[tx] Tinker CI + bugfixes#1616
Conversation
There was a problem hiding this comment.
Code Review
This pull request introduces a custom LoRA loading endpoint /skyrl/v1/load_lora_adapter to bypass upstream vLLM bugs and implements a port striding mechanism (SERVER_PORT_STRIDE) to prevent port conflicts between inference servers. It also adds CI configuration and E2E test scripts for the Tinker backend. Feedback includes adding a check for LoRA support in the new endpoint to avoid potential attribute errors and ensuring consistent return formats in the inference client.
| ) | ||
|
|
||
| models = request.app.state.openai_serving_models | ||
| async with models.lora_resolver_lock[lora_name]: |
There was a problem hiding this comment.
The _skyrl_load_lora_adapter endpoint assumes that LoRA is enabled on the server. If the server is started without LoRA support (e.g., --enable-lora is not passed to vLLM), models.lora_requests and models.lora_resolver_lock may not be initialized, leading to an AttributeError or TypeError. A check should be added to ensure LoRA is enabled before accessing these attributes.

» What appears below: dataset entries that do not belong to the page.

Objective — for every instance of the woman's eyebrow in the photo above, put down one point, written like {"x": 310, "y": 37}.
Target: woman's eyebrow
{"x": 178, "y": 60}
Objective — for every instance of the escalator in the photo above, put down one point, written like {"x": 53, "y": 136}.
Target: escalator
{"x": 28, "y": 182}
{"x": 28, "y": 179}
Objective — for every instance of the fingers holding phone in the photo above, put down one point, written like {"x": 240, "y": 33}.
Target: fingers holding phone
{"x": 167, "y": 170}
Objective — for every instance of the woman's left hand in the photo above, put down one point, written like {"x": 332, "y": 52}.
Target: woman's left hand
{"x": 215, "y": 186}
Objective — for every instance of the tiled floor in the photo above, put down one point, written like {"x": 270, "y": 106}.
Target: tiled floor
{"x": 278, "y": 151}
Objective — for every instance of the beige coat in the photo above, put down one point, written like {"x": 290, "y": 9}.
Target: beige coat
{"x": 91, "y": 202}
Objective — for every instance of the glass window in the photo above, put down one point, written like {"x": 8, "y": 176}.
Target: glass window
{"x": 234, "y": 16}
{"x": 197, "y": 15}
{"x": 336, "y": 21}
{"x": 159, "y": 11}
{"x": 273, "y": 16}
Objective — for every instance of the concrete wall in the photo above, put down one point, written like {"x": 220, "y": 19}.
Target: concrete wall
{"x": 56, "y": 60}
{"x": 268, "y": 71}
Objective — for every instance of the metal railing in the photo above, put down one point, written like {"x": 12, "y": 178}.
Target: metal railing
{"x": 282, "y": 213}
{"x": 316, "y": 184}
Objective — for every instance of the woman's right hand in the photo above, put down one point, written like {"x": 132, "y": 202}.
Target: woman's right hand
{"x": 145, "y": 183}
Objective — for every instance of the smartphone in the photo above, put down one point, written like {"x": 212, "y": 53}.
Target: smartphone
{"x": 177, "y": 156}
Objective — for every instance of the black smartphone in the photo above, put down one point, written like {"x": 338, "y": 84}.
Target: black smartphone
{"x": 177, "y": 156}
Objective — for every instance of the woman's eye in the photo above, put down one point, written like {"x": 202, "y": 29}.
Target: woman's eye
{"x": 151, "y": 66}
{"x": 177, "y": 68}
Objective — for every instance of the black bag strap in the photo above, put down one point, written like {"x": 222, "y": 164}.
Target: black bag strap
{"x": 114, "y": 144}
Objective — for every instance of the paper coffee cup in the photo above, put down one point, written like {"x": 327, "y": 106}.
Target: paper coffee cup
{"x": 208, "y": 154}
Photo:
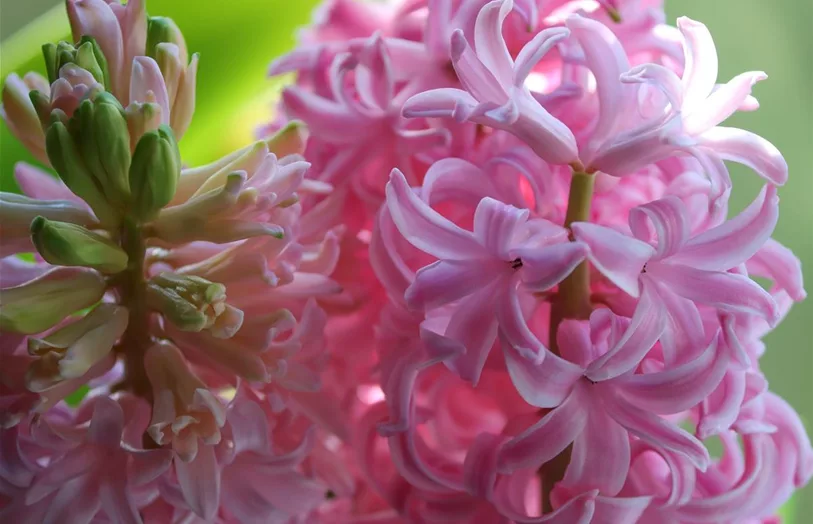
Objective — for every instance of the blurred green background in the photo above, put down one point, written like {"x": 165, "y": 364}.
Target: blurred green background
{"x": 238, "y": 39}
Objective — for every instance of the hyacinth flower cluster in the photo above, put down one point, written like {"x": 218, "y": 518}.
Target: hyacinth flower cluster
{"x": 479, "y": 267}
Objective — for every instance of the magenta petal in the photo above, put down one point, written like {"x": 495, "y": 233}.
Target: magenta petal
{"x": 658, "y": 432}
{"x": 645, "y": 328}
{"x": 544, "y": 267}
{"x": 548, "y": 437}
{"x": 680, "y": 387}
{"x": 736, "y": 240}
{"x": 200, "y": 481}
{"x": 617, "y": 256}
{"x": 748, "y": 149}
{"x": 425, "y": 228}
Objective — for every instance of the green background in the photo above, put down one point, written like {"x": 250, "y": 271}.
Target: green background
{"x": 238, "y": 39}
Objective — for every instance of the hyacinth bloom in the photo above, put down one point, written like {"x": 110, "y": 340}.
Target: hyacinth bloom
{"x": 480, "y": 270}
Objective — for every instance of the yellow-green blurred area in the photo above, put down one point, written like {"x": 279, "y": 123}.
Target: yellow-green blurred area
{"x": 238, "y": 39}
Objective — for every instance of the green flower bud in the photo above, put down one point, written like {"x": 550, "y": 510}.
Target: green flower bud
{"x": 45, "y": 301}
{"x": 68, "y": 163}
{"x": 191, "y": 303}
{"x": 154, "y": 172}
{"x": 88, "y": 55}
{"x": 164, "y": 30}
{"x": 104, "y": 140}
{"x": 66, "y": 244}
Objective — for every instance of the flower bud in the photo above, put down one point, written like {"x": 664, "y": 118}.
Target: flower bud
{"x": 71, "y": 351}
{"x": 45, "y": 301}
{"x": 87, "y": 55}
{"x": 194, "y": 304}
{"x": 66, "y": 244}
{"x": 154, "y": 172}
{"x": 162, "y": 30}
{"x": 21, "y": 114}
{"x": 141, "y": 118}
{"x": 70, "y": 166}
{"x": 104, "y": 140}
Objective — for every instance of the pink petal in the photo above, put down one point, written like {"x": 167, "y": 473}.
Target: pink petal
{"x": 532, "y": 52}
{"x": 475, "y": 76}
{"x": 601, "y": 456}
{"x": 667, "y": 217}
{"x": 448, "y": 280}
{"x": 374, "y": 79}
{"x": 117, "y": 500}
{"x": 607, "y": 60}
{"x": 426, "y": 229}
{"x": 748, "y": 149}
{"x": 474, "y": 325}
{"x": 778, "y": 263}
{"x": 547, "y": 438}
{"x": 544, "y": 267}
{"x": 495, "y": 225}
{"x": 617, "y": 256}
{"x": 645, "y": 328}
{"x": 334, "y": 122}
{"x": 436, "y": 35}
{"x": 489, "y": 43}
{"x": 700, "y": 59}
{"x": 721, "y": 104}
{"x": 446, "y": 102}
{"x": 542, "y": 378}
{"x": 659, "y": 76}
{"x": 721, "y": 408}
{"x": 77, "y": 501}
{"x": 725, "y": 291}
{"x": 614, "y": 510}
{"x": 200, "y": 481}
{"x": 658, "y": 432}
{"x": 677, "y": 388}
{"x": 41, "y": 185}
{"x": 147, "y": 77}
{"x": 735, "y": 240}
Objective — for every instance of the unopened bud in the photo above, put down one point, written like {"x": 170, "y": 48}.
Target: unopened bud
{"x": 141, "y": 118}
{"x": 194, "y": 304}
{"x": 154, "y": 172}
{"x": 104, "y": 140}
{"x": 164, "y": 30}
{"x": 66, "y": 244}
{"x": 87, "y": 55}
{"x": 70, "y": 166}
{"x": 45, "y": 301}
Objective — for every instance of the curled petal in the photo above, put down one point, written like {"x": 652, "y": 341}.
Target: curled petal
{"x": 748, "y": 149}
{"x": 617, "y": 256}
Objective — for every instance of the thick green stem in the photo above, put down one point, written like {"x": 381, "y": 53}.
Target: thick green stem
{"x": 572, "y": 301}
{"x": 136, "y": 339}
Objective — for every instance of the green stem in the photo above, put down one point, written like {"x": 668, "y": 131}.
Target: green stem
{"x": 136, "y": 340}
{"x": 572, "y": 301}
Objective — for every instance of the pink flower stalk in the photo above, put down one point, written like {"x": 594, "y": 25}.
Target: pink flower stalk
{"x": 480, "y": 271}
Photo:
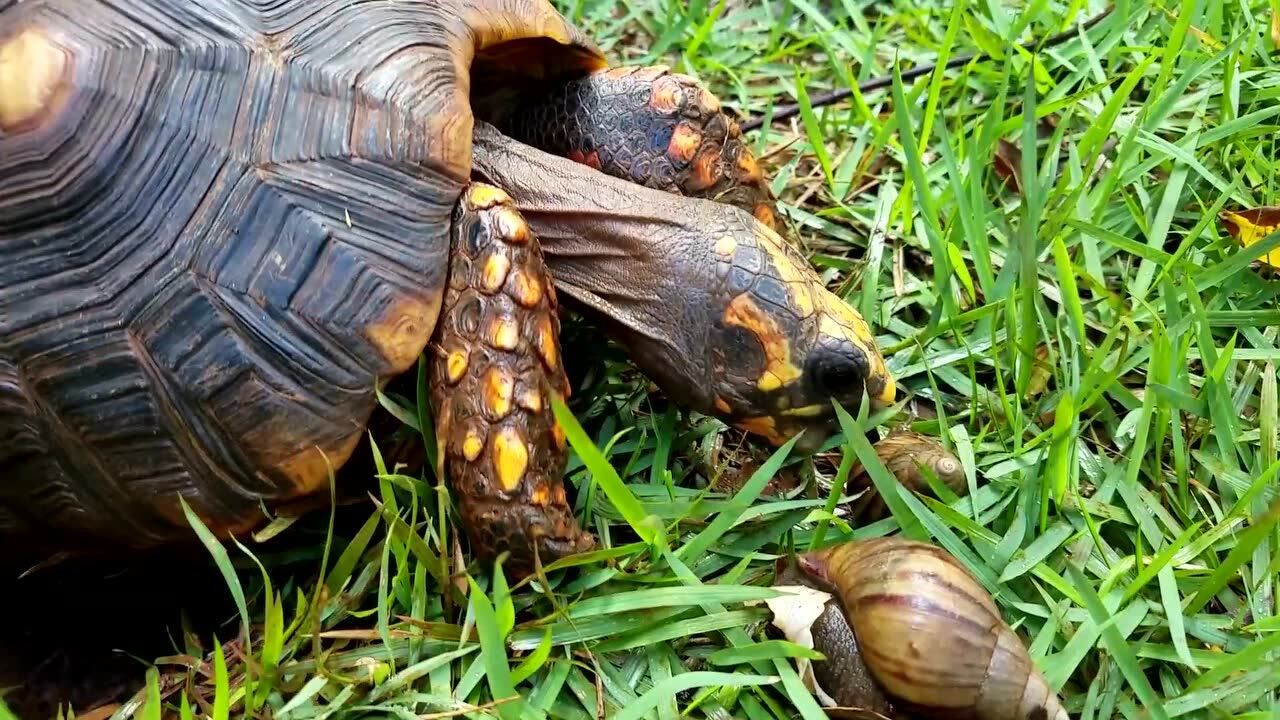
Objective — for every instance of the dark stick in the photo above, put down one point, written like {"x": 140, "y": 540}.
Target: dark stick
{"x": 887, "y": 80}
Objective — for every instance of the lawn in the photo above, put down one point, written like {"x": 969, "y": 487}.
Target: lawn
{"x": 1038, "y": 242}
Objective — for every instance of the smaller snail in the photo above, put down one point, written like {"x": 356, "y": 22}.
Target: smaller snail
{"x": 904, "y": 452}
{"x": 927, "y": 633}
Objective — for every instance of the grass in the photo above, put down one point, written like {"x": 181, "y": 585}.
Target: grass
{"x": 1036, "y": 238}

if not hasattr(models, "lora_requests") or models.lora_requests is None:
raise HTTPException(
status_code=400,
detail="LoRA is not enabled on this server.",
)
async with models.lora_resolver_lock[lora_name]:| body = await resp.json() | ||
| raise_for_status(resp, body) | ||
| return server_url, {"status": resp.status, "body": await resp.text()} | ||
| return server_url, await resp.json() |
There was a problem hiding this comment.
The return value of _load_on_server is inconsistent with other control plane methods in this class (e.g., _call_server at line 857), which return a dictionary containing both the HTTP status and the response body. This inconsistency may cause issues for callers expecting the standard {url: {"status": ..., "body": ...}} format.

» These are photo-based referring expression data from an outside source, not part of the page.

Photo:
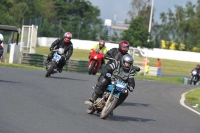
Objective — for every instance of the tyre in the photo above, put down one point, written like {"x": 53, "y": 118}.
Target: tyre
{"x": 91, "y": 68}
{"x": 109, "y": 108}
{"x": 50, "y": 70}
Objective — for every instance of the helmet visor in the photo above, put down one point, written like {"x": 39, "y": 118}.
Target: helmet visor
{"x": 124, "y": 48}
{"x": 127, "y": 64}
{"x": 67, "y": 39}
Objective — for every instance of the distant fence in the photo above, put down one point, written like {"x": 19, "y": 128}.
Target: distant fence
{"x": 80, "y": 66}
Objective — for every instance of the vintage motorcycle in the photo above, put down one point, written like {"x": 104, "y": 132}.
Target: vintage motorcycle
{"x": 194, "y": 77}
{"x": 53, "y": 66}
{"x": 95, "y": 62}
{"x": 109, "y": 99}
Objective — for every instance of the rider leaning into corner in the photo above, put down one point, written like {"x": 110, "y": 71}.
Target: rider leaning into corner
{"x": 116, "y": 53}
{"x": 1, "y": 45}
{"x": 101, "y": 47}
{"x": 198, "y": 70}
{"x": 123, "y": 70}
{"x": 64, "y": 42}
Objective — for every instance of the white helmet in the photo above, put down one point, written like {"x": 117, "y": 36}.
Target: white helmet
{"x": 1, "y": 37}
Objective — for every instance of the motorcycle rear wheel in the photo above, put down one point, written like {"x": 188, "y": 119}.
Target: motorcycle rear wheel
{"x": 50, "y": 70}
{"x": 108, "y": 109}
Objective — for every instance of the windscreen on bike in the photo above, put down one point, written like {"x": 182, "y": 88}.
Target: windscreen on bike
{"x": 120, "y": 85}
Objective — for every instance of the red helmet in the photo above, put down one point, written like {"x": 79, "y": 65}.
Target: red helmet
{"x": 101, "y": 43}
{"x": 124, "y": 46}
{"x": 67, "y": 37}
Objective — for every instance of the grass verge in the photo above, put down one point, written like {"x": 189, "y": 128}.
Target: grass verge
{"x": 193, "y": 97}
{"x": 20, "y": 66}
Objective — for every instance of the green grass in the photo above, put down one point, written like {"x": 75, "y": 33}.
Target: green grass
{"x": 20, "y": 66}
{"x": 175, "y": 80}
{"x": 168, "y": 66}
{"x": 193, "y": 97}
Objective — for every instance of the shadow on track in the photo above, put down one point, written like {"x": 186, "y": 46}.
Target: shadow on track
{"x": 134, "y": 104}
{"x": 68, "y": 78}
{"x": 126, "y": 118}
{"x": 8, "y": 81}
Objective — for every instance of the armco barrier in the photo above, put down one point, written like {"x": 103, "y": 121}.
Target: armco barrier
{"x": 72, "y": 65}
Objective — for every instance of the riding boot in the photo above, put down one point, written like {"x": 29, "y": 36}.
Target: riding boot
{"x": 93, "y": 98}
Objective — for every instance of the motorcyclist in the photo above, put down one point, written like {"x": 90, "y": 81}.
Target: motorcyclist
{"x": 116, "y": 53}
{"x": 64, "y": 42}
{"x": 101, "y": 48}
{"x": 198, "y": 70}
{"x": 1, "y": 45}
{"x": 123, "y": 70}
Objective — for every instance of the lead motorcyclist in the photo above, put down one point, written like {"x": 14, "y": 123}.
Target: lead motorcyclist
{"x": 198, "y": 71}
{"x": 117, "y": 54}
{"x": 64, "y": 42}
{"x": 1, "y": 46}
{"x": 122, "y": 70}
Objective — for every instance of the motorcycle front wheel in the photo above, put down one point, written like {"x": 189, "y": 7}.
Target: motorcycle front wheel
{"x": 50, "y": 70}
{"x": 108, "y": 108}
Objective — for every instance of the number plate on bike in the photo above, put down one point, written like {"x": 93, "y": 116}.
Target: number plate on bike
{"x": 56, "y": 57}
{"x": 120, "y": 86}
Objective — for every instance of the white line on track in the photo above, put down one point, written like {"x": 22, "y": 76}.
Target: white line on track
{"x": 183, "y": 104}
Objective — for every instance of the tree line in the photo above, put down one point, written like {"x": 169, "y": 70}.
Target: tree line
{"x": 80, "y": 17}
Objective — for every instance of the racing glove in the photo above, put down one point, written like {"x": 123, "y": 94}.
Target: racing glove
{"x": 50, "y": 48}
{"x": 131, "y": 89}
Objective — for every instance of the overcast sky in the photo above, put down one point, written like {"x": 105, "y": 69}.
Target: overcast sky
{"x": 120, "y": 7}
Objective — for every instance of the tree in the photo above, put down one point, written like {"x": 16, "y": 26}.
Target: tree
{"x": 137, "y": 34}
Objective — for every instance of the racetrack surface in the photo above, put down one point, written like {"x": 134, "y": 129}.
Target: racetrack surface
{"x": 32, "y": 103}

| return server_url, await resp.json() | |
| return server_url, {"status": resp.status, "body": await resp.json()} |
| # matching the convention in gsm8k_colocate.sh. | ||
| REWARD_MIN_VALUE=0.0 | ||
|
|
||
| BACKEND_CONFIG='{"trainer.placement.colocate_all": true, "trainer.placement.policy_num_gpus_per_node": 4, "trainer.micro_forward_batch_size_per_gpu": 8, "trainer.micro_train_batch_size_per_gpu": 8, "generator.inference_engine.num_engines": 4, "generator.inference_engine.tensor_parallel_size": 1, "generator.inference_engine.backend": "vllm", "generator.inference_engine.run_engines_locally": true, "generator.inference_engine.weight_sync_backend": "nccl", "generator.inference_engine.async_engine": true, "generator.inference_engine.gpu_memory_utilization": 0.8, "generator.batched": true}' |
There was a problem hiding this comment.
I would prefer if the default tinker test is non-colocated, 2 GPUs for trainer and 2 for inference.
There was a problem hiding this comment.
Actually can you just add a separate non-colocated E2E test?

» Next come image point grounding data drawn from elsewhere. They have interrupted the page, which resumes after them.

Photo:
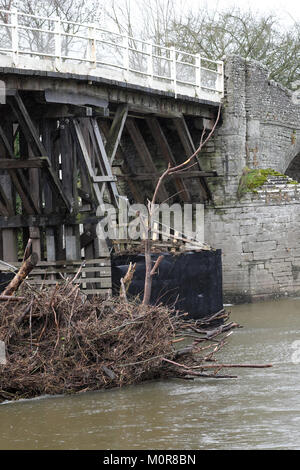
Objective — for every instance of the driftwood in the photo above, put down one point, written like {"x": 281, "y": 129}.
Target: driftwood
{"x": 26, "y": 267}
{"x": 5, "y": 298}
{"x": 57, "y": 341}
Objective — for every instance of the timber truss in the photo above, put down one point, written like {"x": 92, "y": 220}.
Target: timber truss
{"x": 61, "y": 158}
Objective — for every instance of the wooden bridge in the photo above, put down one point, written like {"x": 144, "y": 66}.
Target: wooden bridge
{"x": 87, "y": 117}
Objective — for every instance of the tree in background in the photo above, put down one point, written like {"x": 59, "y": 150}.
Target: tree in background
{"x": 211, "y": 33}
{"x": 214, "y": 33}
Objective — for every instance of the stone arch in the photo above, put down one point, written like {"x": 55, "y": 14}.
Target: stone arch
{"x": 292, "y": 161}
{"x": 293, "y": 170}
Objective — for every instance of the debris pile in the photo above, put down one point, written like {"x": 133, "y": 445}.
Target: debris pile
{"x": 58, "y": 341}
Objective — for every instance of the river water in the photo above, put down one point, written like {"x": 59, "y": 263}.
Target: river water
{"x": 258, "y": 410}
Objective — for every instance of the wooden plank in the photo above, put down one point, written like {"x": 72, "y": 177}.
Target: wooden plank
{"x": 189, "y": 148}
{"x": 102, "y": 262}
{"x": 167, "y": 153}
{"x": 112, "y": 185}
{"x": 145, "y": 155}
{"x": 183, "y": 174}
{"x": 100, "y": 292}
{"x": 33, "y": 138}
{"x": 104, "y": 282}
{"x": 115, "y": 132}
{"x": 85, "y": 159}
{"x": 18, "y": 179}
{"x": 137, "y": 195}
{"x": 9, "y": 163}
{"x": 102, "y": 270}
{"x": 104, "y": 179}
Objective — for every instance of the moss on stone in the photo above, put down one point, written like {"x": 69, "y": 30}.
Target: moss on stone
{"x": 253, "y": 179}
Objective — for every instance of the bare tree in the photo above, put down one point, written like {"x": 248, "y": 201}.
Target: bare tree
{"x": 171, "y": 170}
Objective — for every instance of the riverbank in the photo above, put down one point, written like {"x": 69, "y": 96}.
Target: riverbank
{"x": 59, "y": 342}
{"x": 259, "y": 410}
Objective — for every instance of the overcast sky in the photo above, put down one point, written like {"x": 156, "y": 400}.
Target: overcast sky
{"x": 287, "y": 10}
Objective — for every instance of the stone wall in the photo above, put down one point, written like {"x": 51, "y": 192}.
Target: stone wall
{"x": 259, "y": 234}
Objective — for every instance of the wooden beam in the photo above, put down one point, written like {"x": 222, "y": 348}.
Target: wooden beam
{"x": 16, "y": 163}
{"x": 33, "y": 138}
{"x": 115, "y": 132}
{"x": 107, "y": 165}
{"x": 18, "y": 179}
{"x": 104, "y": 179}
{"x": 125, "y": 166}
{"x": 164, "y": 147}
{"x": 189, "y": 148}
{"x": 85, "y": 159}
{"x": 145, "y": 155}
{"x": 186, "y": 174}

This PR introduces a tinker ci, closing #1553. It uses tinker_cookbook.recipes.math_rl.train. Currently the
REWARD_MIN_VALUEis set to 0, but will be tightened once we have a couple of runs. Added both colocated and fully async tests.https://wandb.ai/sky-posttraining-uc-berkeley/gsm8k_tinker_ci?nw=nwuserahao
https://wandb.ai/sky-posttraining-uc-berkeley/gsm8k_tinker_fully_async_ci?nw=nwuserahao
While testing out the tinker CI, found a port collision bug.
There exists a window of time where we free port so vllm can take it, but other actors can also. Fixed this by allocating a specific, non-overlapping port range for each actor.
Additionally, changed the disk reloading workaround #1606 created here to more closely mirror the upstream change vllm-project/vllm#41482, adding a new custom endpoint with the load_inplace override.